Highlights & Insights¶

Elegant Distillation Loop: Using expensive but accurate self-consistency as a teacher to distill cheap, accurate single-forward confidence converts "compute-for-confidence" into a "train once, benefit forever" model.
Unified Confidence for All Sampling: Best-of-N / SC / ASC can all be upgraded to CaTS versions in a plug-and-play manner, offering high versatility and low deployment costs.
Theoretical and Empirical Synergy: The work doesn't just chase benchmarks; it provides sufficient conditions for CaTS-SC's exponential superiority, clarifying why accurate confidence guarantees better results.
Practical Alternative to Reward Models: It eliminates the overhead and latency of external scoring models, making it friendly for large-scale deployment.

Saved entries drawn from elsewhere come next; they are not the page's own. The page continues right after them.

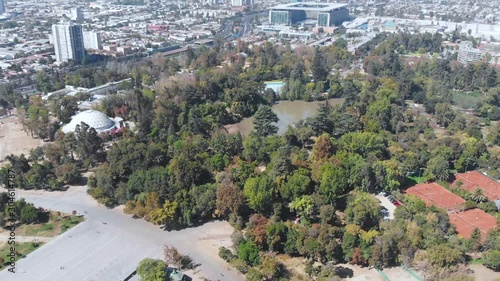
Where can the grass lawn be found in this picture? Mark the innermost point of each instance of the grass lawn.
(57, 224)
(476, 261)
(22, 249)
(466, 100)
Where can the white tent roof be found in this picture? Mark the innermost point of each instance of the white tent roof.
(95, 119)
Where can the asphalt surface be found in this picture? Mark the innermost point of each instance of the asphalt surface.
(109, 244)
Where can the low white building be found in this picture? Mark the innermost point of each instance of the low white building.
(95, 119)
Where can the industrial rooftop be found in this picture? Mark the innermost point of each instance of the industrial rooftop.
(310, 6)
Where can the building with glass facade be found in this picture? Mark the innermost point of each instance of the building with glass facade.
(324, 14)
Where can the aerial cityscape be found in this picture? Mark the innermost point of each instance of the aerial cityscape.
(249, 140)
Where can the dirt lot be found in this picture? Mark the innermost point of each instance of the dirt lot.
(484, 274)
(13, 140)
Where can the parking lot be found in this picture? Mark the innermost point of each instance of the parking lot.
(109, 244)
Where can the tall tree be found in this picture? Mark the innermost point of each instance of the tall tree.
(88, 143)
(319, 70)
(263, 119)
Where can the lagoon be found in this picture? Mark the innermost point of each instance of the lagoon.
(289, 112)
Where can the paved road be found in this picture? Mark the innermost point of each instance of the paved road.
(108, 252)
(5, 237)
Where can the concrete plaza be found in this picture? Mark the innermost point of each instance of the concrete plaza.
(109, 244)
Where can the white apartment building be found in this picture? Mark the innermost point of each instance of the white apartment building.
(237, 3)
(68, 42)
(467, 54)
(92, 40)
(76, 14)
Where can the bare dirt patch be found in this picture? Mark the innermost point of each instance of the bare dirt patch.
(483, 273)
(13, 140)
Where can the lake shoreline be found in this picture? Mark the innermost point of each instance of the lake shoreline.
(289, 112)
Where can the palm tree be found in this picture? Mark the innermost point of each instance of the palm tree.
(478, 196)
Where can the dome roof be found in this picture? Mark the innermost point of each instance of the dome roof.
(95, 119)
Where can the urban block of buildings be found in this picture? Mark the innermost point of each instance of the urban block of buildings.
(322, 14)
(68, 42)
(468, 54)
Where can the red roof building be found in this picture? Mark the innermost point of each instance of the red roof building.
(435, 195)
(465, 222)
(472, 180)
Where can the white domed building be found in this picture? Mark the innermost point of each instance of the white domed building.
(95, 119)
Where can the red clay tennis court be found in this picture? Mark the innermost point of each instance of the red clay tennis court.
(436, 195)
(472, 180)
(466, 221)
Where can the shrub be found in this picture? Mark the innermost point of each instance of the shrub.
(225, 254)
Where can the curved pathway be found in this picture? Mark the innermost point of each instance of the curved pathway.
(109, 244)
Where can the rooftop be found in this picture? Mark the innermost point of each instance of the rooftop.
(472, 180)
(435, 195)
(465, 222)
(309, 6)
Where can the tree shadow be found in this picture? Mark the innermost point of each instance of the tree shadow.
(344, 272)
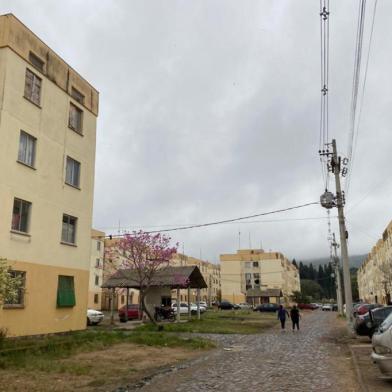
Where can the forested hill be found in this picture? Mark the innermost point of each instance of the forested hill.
(355, 261)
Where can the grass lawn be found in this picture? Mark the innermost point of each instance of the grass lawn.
(41, 353)
(222, 322)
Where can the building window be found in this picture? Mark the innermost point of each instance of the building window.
(68, 233)
(77, 95)
(65, 291)
(37, 62)
(20, 215)
(75, 118)
(33, 87)
(26, 153)
(16, 300)
(72, 172)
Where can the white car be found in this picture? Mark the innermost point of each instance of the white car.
(244, 305)
(94, 317)
(382, 347)
(184, 308)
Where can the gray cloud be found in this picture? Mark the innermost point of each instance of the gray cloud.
(210, 110)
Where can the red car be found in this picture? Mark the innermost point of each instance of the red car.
(134, 313)
(307, 306)
(362, 309)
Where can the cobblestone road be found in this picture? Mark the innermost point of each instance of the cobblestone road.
(305, 360)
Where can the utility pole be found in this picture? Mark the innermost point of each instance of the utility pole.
(336, 166)
(337, 276)
(328, 200)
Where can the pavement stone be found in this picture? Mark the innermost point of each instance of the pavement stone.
(272, 361)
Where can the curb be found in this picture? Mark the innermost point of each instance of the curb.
(362, 385)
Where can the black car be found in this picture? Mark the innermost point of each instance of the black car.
(367, 324)
(266, 308)
(226, 305)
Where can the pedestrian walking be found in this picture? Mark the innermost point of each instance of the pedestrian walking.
(282, 313)
(295, 316)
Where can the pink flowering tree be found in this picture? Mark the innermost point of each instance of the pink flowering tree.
(145, 254)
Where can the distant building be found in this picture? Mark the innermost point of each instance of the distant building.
(255, 276)
(48, 118)
(375, 274)
(96, 269)
(211, 275)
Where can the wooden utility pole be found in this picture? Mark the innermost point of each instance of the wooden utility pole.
(336, 166)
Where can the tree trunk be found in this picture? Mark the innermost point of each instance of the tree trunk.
(145, 309)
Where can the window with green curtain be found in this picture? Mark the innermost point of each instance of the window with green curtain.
(66, 291)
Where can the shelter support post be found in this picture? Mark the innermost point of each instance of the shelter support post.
(112, 307)
(178, 305)
(189, 303)
(198, 303)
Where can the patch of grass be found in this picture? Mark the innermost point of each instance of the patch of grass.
(221, 322)
(42, 353)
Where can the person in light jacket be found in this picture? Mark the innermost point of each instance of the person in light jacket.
(282, 313)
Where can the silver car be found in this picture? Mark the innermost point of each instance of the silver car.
(382, 347)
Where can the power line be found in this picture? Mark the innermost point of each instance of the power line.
(355, 133)
(222, 221)
(229, 223)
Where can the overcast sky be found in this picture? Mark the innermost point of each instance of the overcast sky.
(210, 110)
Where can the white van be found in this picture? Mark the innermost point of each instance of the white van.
(382, 347)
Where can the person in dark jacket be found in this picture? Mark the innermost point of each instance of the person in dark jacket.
(295, 316)
(282, 313)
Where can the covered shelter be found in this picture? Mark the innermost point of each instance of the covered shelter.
(161, 284)
(258, 296)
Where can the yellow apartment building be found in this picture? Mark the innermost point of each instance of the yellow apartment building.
(96, 269)
(211, 275)
(48, 116)
(251, 275)
(375, 274)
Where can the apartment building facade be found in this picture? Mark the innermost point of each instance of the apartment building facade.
(48, 118)
(375, 274)
(250, 274)
(96, 269)
(211, 275)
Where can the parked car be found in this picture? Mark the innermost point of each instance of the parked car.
(134, 313)
(266, 308)
(94, 317)
(382, 347)
(225, 305)
(364, 308)
(367, 324)
(203, 303)
(244, 305)
(307, 306)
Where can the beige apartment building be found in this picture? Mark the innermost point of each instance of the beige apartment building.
(211, 275)
(375, 274)
(255, 276)
(48, 116)
(96, 269)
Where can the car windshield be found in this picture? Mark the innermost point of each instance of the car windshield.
(386, 323)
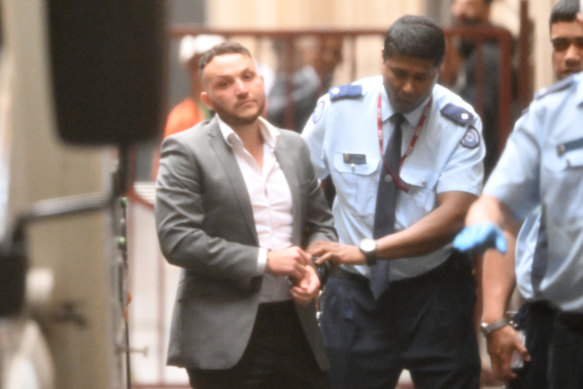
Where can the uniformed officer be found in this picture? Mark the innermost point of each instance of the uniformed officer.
(399, 208)
(543, 164)
(536, 316)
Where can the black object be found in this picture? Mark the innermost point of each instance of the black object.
(108, 69)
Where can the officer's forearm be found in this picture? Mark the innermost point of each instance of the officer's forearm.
(498, 281)
(431, 232)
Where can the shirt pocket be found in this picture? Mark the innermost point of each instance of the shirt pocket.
(562, 185)
(421, 197)
(357, 182)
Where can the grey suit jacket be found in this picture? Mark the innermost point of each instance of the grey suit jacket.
(205, 225)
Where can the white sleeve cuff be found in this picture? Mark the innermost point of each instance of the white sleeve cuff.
(261, 260)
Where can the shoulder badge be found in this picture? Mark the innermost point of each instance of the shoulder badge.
(457, 114)
(556, 87)
(471, 139)
(319, 111)
(345, 91)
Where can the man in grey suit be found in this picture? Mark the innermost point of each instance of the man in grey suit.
(237, 199)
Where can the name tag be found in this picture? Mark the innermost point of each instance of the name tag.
(356, 159)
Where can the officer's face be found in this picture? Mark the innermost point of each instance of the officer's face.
(233, 89)
(408, 81)
(567, 41)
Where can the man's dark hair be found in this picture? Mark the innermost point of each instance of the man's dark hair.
(564, 11)
(227, 47)
(415, 36)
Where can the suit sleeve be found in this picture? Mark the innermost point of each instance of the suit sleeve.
(180, 218)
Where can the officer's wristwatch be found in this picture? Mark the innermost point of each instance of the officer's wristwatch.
(487, 329)
(369, 248)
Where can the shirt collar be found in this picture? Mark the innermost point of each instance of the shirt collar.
(412, 117)
(579, 96)
(269, 133)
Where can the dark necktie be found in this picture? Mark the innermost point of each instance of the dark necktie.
(387, 192)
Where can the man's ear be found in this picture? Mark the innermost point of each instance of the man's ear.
(204, 97)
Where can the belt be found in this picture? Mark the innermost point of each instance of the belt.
(338, 272)
(570, 319)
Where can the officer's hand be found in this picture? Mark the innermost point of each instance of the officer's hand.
(290, 261)
(502, 344)
(337, 253)
(480, 237)
(306, 289)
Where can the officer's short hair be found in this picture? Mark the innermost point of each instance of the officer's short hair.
(227, 47)
(564, 11)
(415, 36)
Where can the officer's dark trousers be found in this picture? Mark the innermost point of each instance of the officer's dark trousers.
(555, 343)
(424, 324)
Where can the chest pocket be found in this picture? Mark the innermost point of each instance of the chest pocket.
(562, 182)
(421, 198)
(358, 181)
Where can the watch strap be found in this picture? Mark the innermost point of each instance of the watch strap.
(487, 329)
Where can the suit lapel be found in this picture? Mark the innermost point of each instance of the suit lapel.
(231, 168)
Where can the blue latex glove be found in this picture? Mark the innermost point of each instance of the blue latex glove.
(480, 237)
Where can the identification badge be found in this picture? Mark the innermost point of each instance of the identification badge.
(356, 159)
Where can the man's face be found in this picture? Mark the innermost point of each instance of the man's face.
(470, 12)
(567, 41)
(233, 89)
(408, 81)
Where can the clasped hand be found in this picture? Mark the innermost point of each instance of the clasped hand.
(296, 264)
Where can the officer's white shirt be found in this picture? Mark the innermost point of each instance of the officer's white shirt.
(525, 249)
(543, 164)
(439, 163)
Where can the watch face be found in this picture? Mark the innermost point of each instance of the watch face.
(368, 245)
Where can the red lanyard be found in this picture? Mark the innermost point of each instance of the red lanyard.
(402, 185)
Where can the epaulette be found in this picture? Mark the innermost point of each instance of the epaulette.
(556, 87)
(348, 91)
(457, 114)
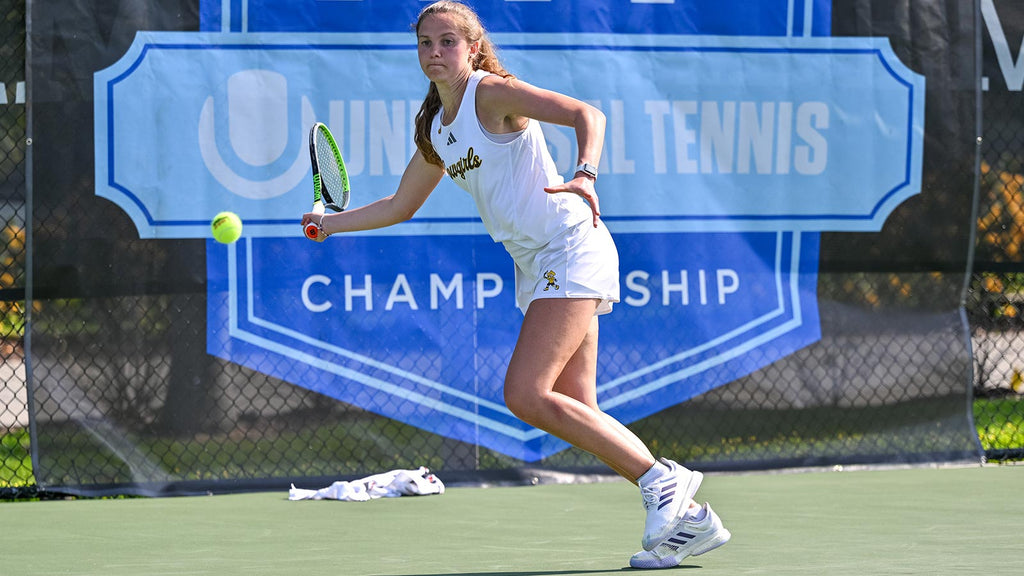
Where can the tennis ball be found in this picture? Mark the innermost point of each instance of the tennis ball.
(226, 228)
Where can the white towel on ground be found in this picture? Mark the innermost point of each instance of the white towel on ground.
(417, 482)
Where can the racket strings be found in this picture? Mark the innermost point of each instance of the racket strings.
(332, 180)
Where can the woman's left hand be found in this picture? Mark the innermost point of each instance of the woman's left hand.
(583, 187)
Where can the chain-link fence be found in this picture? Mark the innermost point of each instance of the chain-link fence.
(995, 298)
(129, 400)
(15, 464)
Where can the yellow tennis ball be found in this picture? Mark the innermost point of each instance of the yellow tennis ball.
(226, 228)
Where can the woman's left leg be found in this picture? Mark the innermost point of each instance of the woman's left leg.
(579, 380)
(552, 335)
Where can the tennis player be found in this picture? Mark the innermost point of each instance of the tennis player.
(480, 126)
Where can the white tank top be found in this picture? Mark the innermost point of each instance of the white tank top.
(506, 175)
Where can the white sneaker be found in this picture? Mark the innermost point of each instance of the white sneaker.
(693, 535)
(667, 499)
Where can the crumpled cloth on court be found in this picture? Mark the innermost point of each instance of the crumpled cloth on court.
(387, 485)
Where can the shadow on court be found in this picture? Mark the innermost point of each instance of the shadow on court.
(546, 572)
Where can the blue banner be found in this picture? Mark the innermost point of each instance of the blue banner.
(736, 133)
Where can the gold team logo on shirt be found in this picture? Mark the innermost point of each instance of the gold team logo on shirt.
(552, 279)
(459, 169)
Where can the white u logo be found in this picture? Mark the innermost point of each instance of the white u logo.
(258, 131)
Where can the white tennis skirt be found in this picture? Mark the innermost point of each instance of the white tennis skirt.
(583, 262)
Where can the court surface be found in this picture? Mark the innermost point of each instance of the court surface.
(916, 521)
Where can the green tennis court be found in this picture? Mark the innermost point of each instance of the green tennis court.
(918, 521)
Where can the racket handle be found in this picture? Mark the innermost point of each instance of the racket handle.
(312, 231)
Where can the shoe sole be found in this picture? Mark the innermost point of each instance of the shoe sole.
(690, 491)
(720, 538)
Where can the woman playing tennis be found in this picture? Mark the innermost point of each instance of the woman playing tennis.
(480, 126)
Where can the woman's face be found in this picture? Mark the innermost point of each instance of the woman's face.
(444, 53)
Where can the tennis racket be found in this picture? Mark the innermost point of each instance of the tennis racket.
(330, 177)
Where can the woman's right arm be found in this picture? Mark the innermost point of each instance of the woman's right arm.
(418, 181)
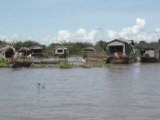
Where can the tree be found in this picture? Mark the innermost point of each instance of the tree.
(101, 45)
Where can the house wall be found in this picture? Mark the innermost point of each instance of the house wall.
(116, 43)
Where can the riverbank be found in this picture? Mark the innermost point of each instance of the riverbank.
(72, 62)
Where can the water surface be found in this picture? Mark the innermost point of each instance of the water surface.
(119, 92)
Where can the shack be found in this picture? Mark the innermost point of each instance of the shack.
(149, 53)
(88, 51)
(36, 51)
(61, 52)
(120, 51)
(24, 51)
(7, 52)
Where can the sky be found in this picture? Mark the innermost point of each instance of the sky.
(52, 21)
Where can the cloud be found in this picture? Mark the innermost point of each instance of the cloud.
(125, 32)
(64, 36)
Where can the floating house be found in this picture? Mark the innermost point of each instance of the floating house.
(88, 51)
(120, 51)
(61, 52)
(149, 53)
(24, 51)
(90, 55)
(7, 52)
(36, 51)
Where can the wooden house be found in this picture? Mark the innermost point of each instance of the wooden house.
(120, 51)
(149, 53)
(7, 52)
(61, 52)
(36, 51)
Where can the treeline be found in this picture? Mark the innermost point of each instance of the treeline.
(75, 48)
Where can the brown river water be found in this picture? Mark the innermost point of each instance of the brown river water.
(118, 92)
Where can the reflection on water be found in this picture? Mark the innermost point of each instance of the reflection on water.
(119, 92)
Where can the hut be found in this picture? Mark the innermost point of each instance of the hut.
(61, 52)
(36, 51)
(7, 52)
(149, 53)
(120, 51)
(88, 51)
(25, 51)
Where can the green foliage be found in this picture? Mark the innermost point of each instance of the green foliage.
(101, 45)
(4, 62)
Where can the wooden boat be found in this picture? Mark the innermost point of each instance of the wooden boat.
(118, 60)
(21, 63)
(120, 51)
(149, 55)
(149, 59)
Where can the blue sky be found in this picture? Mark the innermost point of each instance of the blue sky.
(36, 19)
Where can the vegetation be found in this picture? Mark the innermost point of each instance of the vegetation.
(4, 62)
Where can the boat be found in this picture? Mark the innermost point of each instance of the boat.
(21, 63)
(120, 51)
(149, 55)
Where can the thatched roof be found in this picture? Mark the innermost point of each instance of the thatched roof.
(7, 48)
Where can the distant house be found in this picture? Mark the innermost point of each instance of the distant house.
(149, 53)
(36, 51)
(88, 51)
(61, 52)
(120, 51)
(7, 52)
(25, 51)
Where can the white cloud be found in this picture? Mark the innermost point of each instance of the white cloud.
(126, 32)
(64, 36)
(134, 32)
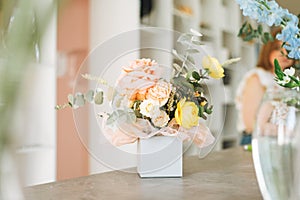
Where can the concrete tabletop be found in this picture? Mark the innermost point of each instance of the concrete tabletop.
(226, 174)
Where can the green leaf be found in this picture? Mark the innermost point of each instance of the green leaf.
(278, 71)
(191, 60)
(208, 109)
(112, 118)
(295, 80)
(184, 38)
(99, 98)
(196, 75)
(196, 42)
(249, 37)
(79, 100)
(192, 51)
(71, 99)
(199, 89)
(89, 96)
(260, 29)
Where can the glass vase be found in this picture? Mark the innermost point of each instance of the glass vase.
(276, 145)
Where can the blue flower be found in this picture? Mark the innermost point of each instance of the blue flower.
(270, 13)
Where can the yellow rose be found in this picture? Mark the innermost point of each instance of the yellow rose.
(214, 67)
(186, 113)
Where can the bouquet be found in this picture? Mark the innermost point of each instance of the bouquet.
(149, 99)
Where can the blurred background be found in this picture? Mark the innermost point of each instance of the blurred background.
(50, 148)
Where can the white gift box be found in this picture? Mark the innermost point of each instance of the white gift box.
(159, 156)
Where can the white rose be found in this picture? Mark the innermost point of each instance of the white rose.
(149, 108)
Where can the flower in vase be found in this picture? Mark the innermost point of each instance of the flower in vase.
(149, 108)
(160, 92)
(213, 66)
(160, 120)
(186, 114)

Limitations & Future Work¶

Threshold Dependency: Stopping thresholds for CaTS-ES/ASC currently require dataset-specific calibration. Robustness in unknown scenarios remains to be verified.
Upfront Training Cost: While inference is efficient, the model requires fine-tuning with self-sampled data, which may be less feasible for closed-source or massive-scale models.
Confidence Upper Bound: Benefits depend on confidence accuracy; performance may degrade on OOD or adversarial tasks if calibration fails.
Model Scale: Evaluation focuses on 1.5B–8B models. Performance on larger models and more complex reasoning (long-chain CoT) needs further exploration.

Repeated Sampling: Best-of-N, Self-Consistency, and Adaptive Self-Consistency are the primary targets of improvement; ESC and RASC serve as strong adaptive baselines.
Confidence Estimation: P(True), Self-consistency confidence, CISC, and Self-Certainty are sources / baselines for confidence signals. This work fuses them via SSC.
Inspiration: The strategy of distilling expensive aggregate signals into a single forward pass can be applied to other online estimation tasks (e.g., process reward, difficulty prediction). The theoretical framework for weighted voting can also be generalized.

Rating¶

Novelty: ⭐⭐⭐⭐ Distilling self-consistency confidence back into the model to drive three test-time scaling methods is novel and supported by theory.
Experimental Thoroughness: ⭐⭐⭐⭐ Evaluated on nine datasets across three models (In-domain and OOD), with comparisons against RMs and strong adaptive baselines.
Writing Quality: ⭐⭐⭐⭐ Clear framework, convincing visualizations (compute-saving curves), and formal mathematical definitions.
Value: ⭐⭐⭐⭐ Significantly reduces test-time costs, provides plug-and-play upgrades, and offers a viable alternative to reward models.